Secção 1. A Defesa Activa e a Defesa Passiva

Por que razão começamos pela defensiva? Depois da derrota da primeira frente única nacional em 1924-1927, a revolução na China tomou o carácter duma guerra de classes das mais intensas e encarniçadas. O nosso adversário detinha o poder em todo o pais; enquanto que nós não tínhamos mais do que reduzidas forças armadas. Foi por isso que, desde o início, tivemos de lutar contra as campanhas de "cerco e aniquilamento" do adversário. As nossas possibilidades de ofensiva estavam estreitamente ligadas ao esmagamento dessas campanhas, e o nosso desenvolvimento ulterior dependia inteiramente da nossa capacidade para fazê-las fracassar. A marcha das operações para desfazer uma campanha de "cerco e aniquilamento" segue frequentemente uma linha sinuosa, não se efectua a direito, segundo os nossos desejos. O primeiro e o mais grave dos problemas que se nos apresenta é o de preservar as nossas forças, esperando o momento propício para esmagar o adversário. É assim que a defensiva estratégica é o problema mais complexo e o mais importante que surge ao Exército Vermelho durante ás operações.
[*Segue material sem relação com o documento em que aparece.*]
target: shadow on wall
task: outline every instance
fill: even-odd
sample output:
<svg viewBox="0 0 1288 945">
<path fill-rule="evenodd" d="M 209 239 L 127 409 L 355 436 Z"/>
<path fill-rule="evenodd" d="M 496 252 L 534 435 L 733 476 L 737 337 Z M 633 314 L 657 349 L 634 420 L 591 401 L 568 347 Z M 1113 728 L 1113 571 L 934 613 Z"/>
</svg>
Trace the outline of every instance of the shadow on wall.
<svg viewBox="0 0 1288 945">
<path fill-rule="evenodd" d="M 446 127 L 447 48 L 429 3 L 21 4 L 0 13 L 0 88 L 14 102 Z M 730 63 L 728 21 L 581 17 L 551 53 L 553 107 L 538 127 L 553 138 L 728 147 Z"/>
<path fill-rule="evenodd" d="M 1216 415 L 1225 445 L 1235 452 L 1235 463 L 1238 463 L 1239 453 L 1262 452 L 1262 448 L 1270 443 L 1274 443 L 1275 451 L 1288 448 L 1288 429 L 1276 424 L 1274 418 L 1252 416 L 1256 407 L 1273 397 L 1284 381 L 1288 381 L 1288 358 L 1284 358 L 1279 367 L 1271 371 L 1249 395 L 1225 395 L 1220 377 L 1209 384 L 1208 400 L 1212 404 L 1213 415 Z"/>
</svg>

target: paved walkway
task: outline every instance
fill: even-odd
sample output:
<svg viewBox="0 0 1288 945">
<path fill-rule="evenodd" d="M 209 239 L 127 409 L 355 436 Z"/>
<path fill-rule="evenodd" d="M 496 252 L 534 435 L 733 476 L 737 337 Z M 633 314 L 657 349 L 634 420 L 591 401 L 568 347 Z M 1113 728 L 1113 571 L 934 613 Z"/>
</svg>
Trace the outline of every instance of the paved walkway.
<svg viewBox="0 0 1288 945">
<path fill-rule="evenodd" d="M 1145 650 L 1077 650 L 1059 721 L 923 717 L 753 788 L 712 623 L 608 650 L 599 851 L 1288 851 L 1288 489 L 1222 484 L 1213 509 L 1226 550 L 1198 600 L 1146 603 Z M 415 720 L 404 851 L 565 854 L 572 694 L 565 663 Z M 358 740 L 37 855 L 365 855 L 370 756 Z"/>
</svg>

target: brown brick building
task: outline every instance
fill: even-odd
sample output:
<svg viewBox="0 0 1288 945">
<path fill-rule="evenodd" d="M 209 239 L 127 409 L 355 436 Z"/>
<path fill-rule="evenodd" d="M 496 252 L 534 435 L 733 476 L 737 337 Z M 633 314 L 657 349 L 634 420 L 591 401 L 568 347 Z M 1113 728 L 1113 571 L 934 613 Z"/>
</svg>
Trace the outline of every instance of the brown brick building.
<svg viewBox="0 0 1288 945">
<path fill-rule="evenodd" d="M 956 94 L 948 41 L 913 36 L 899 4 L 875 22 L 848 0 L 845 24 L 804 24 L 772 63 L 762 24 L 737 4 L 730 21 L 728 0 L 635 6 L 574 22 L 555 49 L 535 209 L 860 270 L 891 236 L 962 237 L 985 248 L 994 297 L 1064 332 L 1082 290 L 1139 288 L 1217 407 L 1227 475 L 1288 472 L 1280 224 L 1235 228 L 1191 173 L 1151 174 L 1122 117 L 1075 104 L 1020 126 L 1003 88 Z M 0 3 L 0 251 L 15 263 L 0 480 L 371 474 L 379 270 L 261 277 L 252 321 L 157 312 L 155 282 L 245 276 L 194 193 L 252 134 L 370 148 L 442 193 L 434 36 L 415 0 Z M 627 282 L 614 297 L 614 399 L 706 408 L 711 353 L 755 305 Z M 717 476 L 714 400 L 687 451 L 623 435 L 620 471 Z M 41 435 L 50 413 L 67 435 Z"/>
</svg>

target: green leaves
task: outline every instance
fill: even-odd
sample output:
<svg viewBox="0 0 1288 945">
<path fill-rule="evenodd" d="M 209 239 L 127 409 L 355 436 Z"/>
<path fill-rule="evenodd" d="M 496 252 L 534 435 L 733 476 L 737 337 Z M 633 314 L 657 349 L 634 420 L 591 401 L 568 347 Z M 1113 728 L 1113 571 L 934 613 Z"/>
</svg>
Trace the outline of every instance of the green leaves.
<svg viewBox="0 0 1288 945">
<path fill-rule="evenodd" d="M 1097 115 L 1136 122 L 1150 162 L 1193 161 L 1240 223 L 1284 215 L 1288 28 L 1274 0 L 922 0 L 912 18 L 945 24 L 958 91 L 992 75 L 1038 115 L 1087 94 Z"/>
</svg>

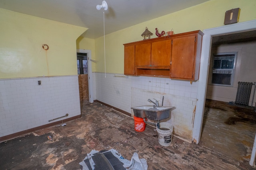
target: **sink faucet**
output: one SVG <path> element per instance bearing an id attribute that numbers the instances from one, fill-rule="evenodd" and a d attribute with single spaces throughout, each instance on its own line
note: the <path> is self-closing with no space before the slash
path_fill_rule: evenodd
<path id="1" fill-rule="evenodd" d="M 154 99 L 154 98 L 153 98 Z M 155 105 L 156 105 L 156 107 L 158 107 L 159 106 L 159 103 L 158 103 L 158 101 L 156 100 L 156 99 L 154 99 L 155 100 L 156 100 L 156 102 L 153 102 L 152 100 L 151 100 L 150 99 L 148 99 L 148 102 L 151 102 L 152 103 L 153 103 L 153 104 L 154 104 Z"/>

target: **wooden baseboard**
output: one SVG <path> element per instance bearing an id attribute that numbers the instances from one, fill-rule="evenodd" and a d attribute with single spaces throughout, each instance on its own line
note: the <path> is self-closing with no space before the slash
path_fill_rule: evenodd
<path id="1" fill-rule="evenodd" d="M 2 142 L 12 139 L 16 137 L 20 137 L 21 136 L 24 135 L 28 134 L 31 133 L 35 131 L 38 131 L 43 129 L 46 128 L 47 127 L 50 127 L 51 126 L 54 126 L 58 124 L 62 123 L 62 122 L 66 122 L 71 120 L 74 120 L 76 119 L 81 117 L 81 115 L 78 115 L 76 116 L 74 116 L 72 117 L 70 117 L 68 119 L 63 119 L 63 120 L 60 120 L 59 121 L 52 122 L 50 123 L 47 124 L 46 125 L 42 125 L 42 126 L 38 126 L 37 127 L 34 127 L 33 128 L 30 129 L 29 129 L 26 130 L 25 131 L 21 131 L 20 132 L 17 132 L 15 133 L 6 136 L 4 136 L 2 137 L 0 137 L 0 143 Z"/>
<path id="2" fill-rule="evenodd" d="M 100 102 L 100 101 L 98 101 L 98 100 L 94 100 L 93 102 L 97 102 L 98 103 L 100 103 L 100 104 L 103 104 L 103 105 L 105 105 L 106 106 L 108 106 L 108 107 L 110 107 L 110 108 L 112 108 L 113 109 L 114 109 L 116 110 L 117 111 L 119 111 L 120 112 L 121 112 L 122 113 L 126 115 L 128 115 L 128 116 L 130 116 L 130 117 L 132 117 L 132 114 L 131 113 L 128 113 L 127 111 L 124 111 L 123 110 L 121 110 L 120 109 L 118 109 L 118 108 L 115 107 L 114 106 L 110 106 L 110 105 L 109 104 L 106 104 L 106 103 L 103 103 L 102 102 Z"/>

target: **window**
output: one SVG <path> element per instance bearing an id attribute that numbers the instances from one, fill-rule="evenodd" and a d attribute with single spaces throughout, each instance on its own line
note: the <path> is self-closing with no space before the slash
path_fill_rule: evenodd
<path id="1" fill-rule="evenodd" d="M 211 83 L 232 86 L 234 74 L 236 53 L 214 54 Z"/>
<path id="2" fill-rule="evenodd" d="M 87 53 L 77 53 L 77 74 L 88 74 L 88 62 Z"/>

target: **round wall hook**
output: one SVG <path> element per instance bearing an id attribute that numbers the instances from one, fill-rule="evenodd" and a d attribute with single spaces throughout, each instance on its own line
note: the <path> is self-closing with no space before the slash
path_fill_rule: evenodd
<path id="1" fill-rule="evenodd" d="M 42 47 L 43 47 L 43 49 L 45 50 L 48 50 L 49 49 L 49 46 L 47 44 L 43 44 Z"/>

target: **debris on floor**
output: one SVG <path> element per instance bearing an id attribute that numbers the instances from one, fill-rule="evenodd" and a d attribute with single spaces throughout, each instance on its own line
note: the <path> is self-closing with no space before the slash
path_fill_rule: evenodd
<path id="1" fill-rule="evenodd" d="M 147 170 L 147 161 L 140 159 L 135 152 L 130 161 L 124 158 L 116 150 L 103 150 L 100 152 L 93 150 L 79 164 L 83 170 Z"/>

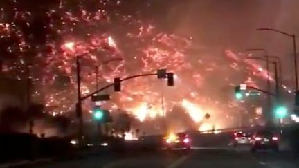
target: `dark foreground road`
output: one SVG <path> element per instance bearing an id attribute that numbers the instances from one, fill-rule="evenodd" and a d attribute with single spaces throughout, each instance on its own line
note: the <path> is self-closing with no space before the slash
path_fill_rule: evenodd
<path id="1" fill-rule="evenodd" d="M 251 153 L 246 148 L 197 148 L 183 151 L 97 156 L 30 167 L 104 168 L 298 168 L 299 160 L 287 151 Z"/>

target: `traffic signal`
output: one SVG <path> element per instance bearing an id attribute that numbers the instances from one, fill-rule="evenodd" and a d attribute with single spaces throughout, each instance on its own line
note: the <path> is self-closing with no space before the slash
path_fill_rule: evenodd
<path id="1" fill-rule="evenodd" d="M 93 118 L 96 120 L 102 120 L 105 117 L 105 113 L 102 109 L 100 109 L 100 106 L 96 106 L 93 109 Z"/>
<path id="2" fill-rule="evenodd" d="M 287 109 L 284 106 L 278 106 L 275 109 L 275 115 L 278 118 L 283 118 L 287 115 Z"/>
<path id="3" fill-rule="evenodd" d="M 235 87 L 235 96 L 237 100 L 243 98 L 243 93 L 242 93 L 239 86 Z"/>
<path id="4" fill-rule="evenodd" d="M 167 86 L 174 86 L 174 80 L 173 73 L 167 73 Z"/>
<path id="5" fill-rule="evenodd" d="M 121 91 L 120 78 L 114 78 L 114 91 Z"/>

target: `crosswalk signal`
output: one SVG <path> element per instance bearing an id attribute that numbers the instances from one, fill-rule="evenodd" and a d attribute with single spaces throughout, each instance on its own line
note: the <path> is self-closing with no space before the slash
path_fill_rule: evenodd
<path id="1" fill-rule="evenodd" d="M 241 100 L 243 98 L 243 94 L 239 86 L 235 87 L 235 97 L 237 100 Z"/>
<path id="2" fill-rule="evenodd" d="M 121 91 L 120 78 L 114 78 L 114 91 Z"/>
<path id="3" fill-rule="evenodd" d="M 168 73 L 167 74 L 167 86 L 174 86 L 174 73 Z"/>

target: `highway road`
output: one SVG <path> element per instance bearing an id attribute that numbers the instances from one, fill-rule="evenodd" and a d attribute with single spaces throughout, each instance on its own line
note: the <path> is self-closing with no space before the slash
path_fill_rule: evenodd
<path id="1" fill-rule="evenodd" d="M 48 163 L 42 168 L 298 168 L 299 160 L 290 152 L 260 151 L 251 153 L 247 147 L 194 147 L 190 151 L 174 150 L 90 155 L 85 158 Z"/>

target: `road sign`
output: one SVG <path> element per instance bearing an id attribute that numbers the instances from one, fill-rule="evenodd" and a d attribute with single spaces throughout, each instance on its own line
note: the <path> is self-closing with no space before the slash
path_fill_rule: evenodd
<path id="1" fill-rule="evenodd" d="M 166 69 L 158 69 L 157 70 L 158 79 L 165 79 L 167 77 Z"/>
<path id="2" fill-rule="evenodd" d="M 240 84 L 240 90 L 246 91 L 246 84 Z"/>
<path id="3" fill-rule="evenodd" d="M 93 95 L 91 97 L 91 101 L 98 102 L 98 101 L 107 101 L 110 100 L 110 95 Z"/>

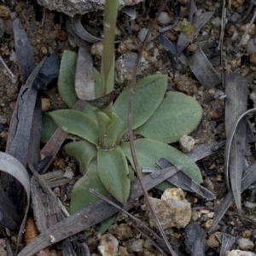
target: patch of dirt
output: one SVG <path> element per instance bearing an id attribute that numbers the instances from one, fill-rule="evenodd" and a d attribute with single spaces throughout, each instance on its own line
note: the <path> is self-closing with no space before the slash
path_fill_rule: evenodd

No decurso destes dez anos de guerra, verificaram-se frequentemente dois desvios quanto aos problemas da defensiva estratégica: o primeiro consistiu na subestimação do adversário, o segundo, em ficar-se aterrorizado por ele.

Como resultado da subestimação do inimigo, muitas das unidades de guerrilhas sofreram derrotas e, em várias ocasiões, o Exército Vermelho foi incapaz de romper as campanhas de "cerco e aniquilamento" do inimigo.

Quando se formaram as unidades revolucionárias de guerrilhas, os seus chefes fracassavam frequentemente na análise correcta tanto da situação do inimigo como da do seu próprio campo. Como tivessem obtido êxito na organização de repentinas insurreições armadas em certas localidades, ou de motins entre as tropas brancas, eles só viam as circunstâncias, momentaneamente favoráveis, ou falhavam na apreciação da gravidade da situação com que na altura se defrontavam, acabando assim por subestimar geralmente o inimigo. Além disso, eles não compreendiam a sua própria fraqueza (a sua falta de experiência e a pequenez das suas forças). Era um facto objectivo que o inimigo era forte e nós fracos, mas mesmo assim havia gente que se recusava a tomar isso em conta, falando apenas em ataque, e nunca em defesa ou em retirada, o que as desarmava moralmente em matéria de defesa e as levava, portanto, a erros nas suas acções. Muitas unidades de guerrilhas foram derrotadas por essa razão.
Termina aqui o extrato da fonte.